To quickly respond to the drought impacts, the government launched several temporary relief measures and initiated some medium-and long-term projects, but like previous administrations, the emphasis is being put on the structural aspect of water management.
In addition to Mother Nature, another main factor causing this critical drought situation was the poor management of irrigated water during the past three years. After the 2011 floods, water from key reservoirs was discharged excessively due to politicians’ flood phobia and the controversial paddy pledging policy was implemented, resulting in a surge in rice production and excessive use of irrigated water between 2012 and 2014.
Water management in the Chao Phraya River basin has been quite problematic. Surface water is scarce, yet considered an open access resource as agricultural water uses are almost free of charge. This led to excessive use of irrigated water.
With limited surface water supply, increases in water demand due to rapid economic development and urbanisation along the Chao Phraya River have caused many conflicts among water users in different areas.

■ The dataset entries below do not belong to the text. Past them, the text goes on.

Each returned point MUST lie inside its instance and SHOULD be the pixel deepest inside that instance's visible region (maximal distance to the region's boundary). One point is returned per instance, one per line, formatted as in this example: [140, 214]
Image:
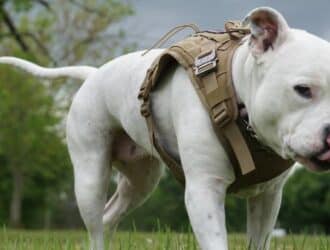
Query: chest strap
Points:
[207, 59]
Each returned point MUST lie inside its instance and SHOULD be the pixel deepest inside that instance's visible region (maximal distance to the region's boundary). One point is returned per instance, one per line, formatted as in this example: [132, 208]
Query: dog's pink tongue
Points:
[325, 156]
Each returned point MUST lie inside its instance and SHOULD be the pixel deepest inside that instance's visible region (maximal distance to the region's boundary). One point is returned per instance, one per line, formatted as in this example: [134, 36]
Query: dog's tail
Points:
[77, 72]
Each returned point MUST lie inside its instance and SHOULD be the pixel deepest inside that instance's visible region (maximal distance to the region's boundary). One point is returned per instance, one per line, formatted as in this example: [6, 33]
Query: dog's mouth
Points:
[319, 162]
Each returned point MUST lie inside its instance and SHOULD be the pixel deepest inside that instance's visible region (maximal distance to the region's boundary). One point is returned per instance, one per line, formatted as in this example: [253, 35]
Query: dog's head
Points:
[288, 94]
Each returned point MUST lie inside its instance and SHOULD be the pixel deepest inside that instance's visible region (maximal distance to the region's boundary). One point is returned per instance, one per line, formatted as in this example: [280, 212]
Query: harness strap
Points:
[208, 65]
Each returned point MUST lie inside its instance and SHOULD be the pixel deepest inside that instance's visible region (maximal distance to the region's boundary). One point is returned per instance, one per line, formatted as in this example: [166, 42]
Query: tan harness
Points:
[207, 59]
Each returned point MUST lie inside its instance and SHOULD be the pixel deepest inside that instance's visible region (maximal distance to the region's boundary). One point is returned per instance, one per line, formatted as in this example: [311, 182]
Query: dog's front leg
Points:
[204, 200]
[262, 211]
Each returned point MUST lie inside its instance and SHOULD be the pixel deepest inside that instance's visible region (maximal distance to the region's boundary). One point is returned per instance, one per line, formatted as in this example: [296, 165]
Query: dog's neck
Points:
[242, 75]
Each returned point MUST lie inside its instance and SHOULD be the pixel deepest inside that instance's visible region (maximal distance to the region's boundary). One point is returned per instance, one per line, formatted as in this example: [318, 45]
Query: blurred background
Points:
[36, 181]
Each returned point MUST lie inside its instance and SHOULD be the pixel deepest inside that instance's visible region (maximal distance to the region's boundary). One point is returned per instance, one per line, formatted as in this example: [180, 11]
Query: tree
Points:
[49, 33]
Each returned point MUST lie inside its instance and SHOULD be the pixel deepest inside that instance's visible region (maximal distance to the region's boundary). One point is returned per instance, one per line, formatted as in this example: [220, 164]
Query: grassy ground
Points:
[76, 240]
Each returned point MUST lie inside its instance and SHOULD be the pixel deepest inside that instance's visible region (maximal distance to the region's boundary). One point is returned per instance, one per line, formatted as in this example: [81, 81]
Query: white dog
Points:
[282, 76]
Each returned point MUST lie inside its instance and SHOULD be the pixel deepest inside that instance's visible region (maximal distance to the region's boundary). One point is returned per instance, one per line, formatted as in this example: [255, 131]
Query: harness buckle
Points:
[220, 115]
[205, 62]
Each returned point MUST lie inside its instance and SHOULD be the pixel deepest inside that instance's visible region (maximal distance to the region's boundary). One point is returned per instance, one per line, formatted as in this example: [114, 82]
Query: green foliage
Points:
[159, 240]
[306, 203]
[30, 142]
[31, 111]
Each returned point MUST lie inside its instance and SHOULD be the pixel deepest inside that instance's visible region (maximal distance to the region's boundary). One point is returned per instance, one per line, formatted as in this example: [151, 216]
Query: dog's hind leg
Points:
[137, 181]
[89, 142]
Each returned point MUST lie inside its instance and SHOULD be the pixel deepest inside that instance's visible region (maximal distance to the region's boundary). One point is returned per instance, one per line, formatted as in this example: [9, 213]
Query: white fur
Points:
[79, 72]
[107, 102]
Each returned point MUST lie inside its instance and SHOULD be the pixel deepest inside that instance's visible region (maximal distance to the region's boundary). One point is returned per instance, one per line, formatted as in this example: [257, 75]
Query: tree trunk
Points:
[16, 199]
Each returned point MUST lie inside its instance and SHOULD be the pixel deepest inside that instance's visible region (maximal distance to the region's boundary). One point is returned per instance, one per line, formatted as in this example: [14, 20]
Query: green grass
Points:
[77, 240]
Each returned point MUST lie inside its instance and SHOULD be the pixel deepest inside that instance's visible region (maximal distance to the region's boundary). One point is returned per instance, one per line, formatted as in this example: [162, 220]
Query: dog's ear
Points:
[269, 30]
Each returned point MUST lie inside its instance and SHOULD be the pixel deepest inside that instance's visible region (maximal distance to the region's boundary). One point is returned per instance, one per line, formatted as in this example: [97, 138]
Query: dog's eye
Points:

Also, the current centralised water management system has shown numerous weaknesses. The water allocation processes are prone to political intervention and considered unfair and inefficient. Farmers can usually obtain more water by lobbying politicians in their provinces and it is impossible for the central government officers to monitor and prevent water theft.

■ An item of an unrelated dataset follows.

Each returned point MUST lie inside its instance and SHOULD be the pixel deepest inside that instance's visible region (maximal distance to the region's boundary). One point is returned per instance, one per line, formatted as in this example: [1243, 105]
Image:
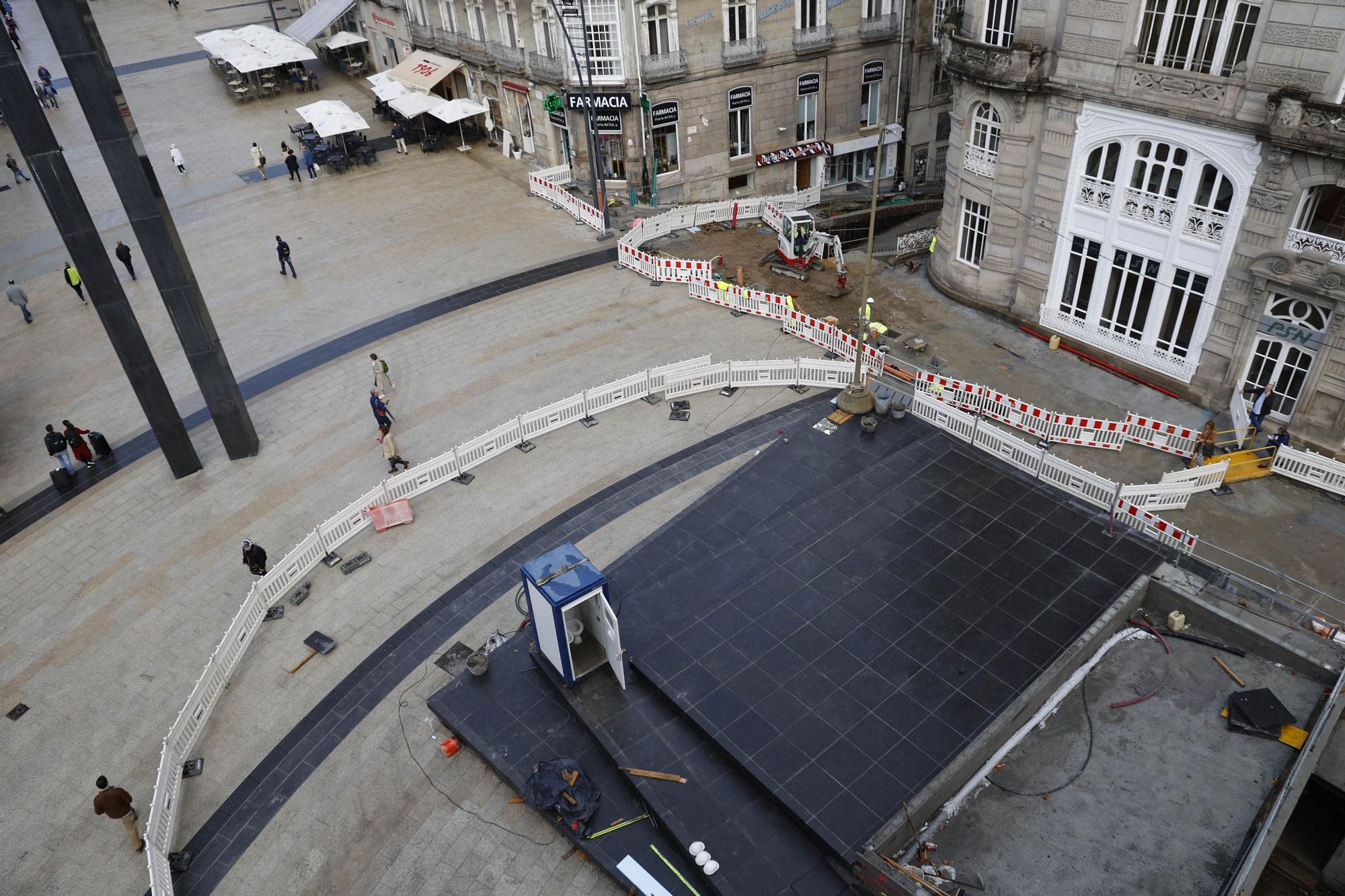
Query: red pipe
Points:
[1106, 366]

Experience in some developed countries prove that water management decentralisation is the key to solving these problems.
Thailand has started building stepping stones toward a decentralised system but this has not yielded a definitive result. The first attempt was when the Royal Irrigation Department (RID) created 50,000 water user groups. A TDRI survey of water users shows that some of these groups can efficiently manage the scarce common resource by themselves, creating a more equitable, stable and adequate water supply for farmers’ crops.
Conflicts among farmers have been reduced and some groups have made the collective decision not to grow rice when there is drought to save enough water for the next crop season.
Yet the roles of these water user groups are still limited because they are not legally recognised and entitled to state funds. Their real function continues to focus primarily on water allocation management in their areas as waste water and flood management are fragmented in the hands of the local governments and some central government agencies. Moreover, water user groups have never formed a network to work with groups in other provinces along the same river basin.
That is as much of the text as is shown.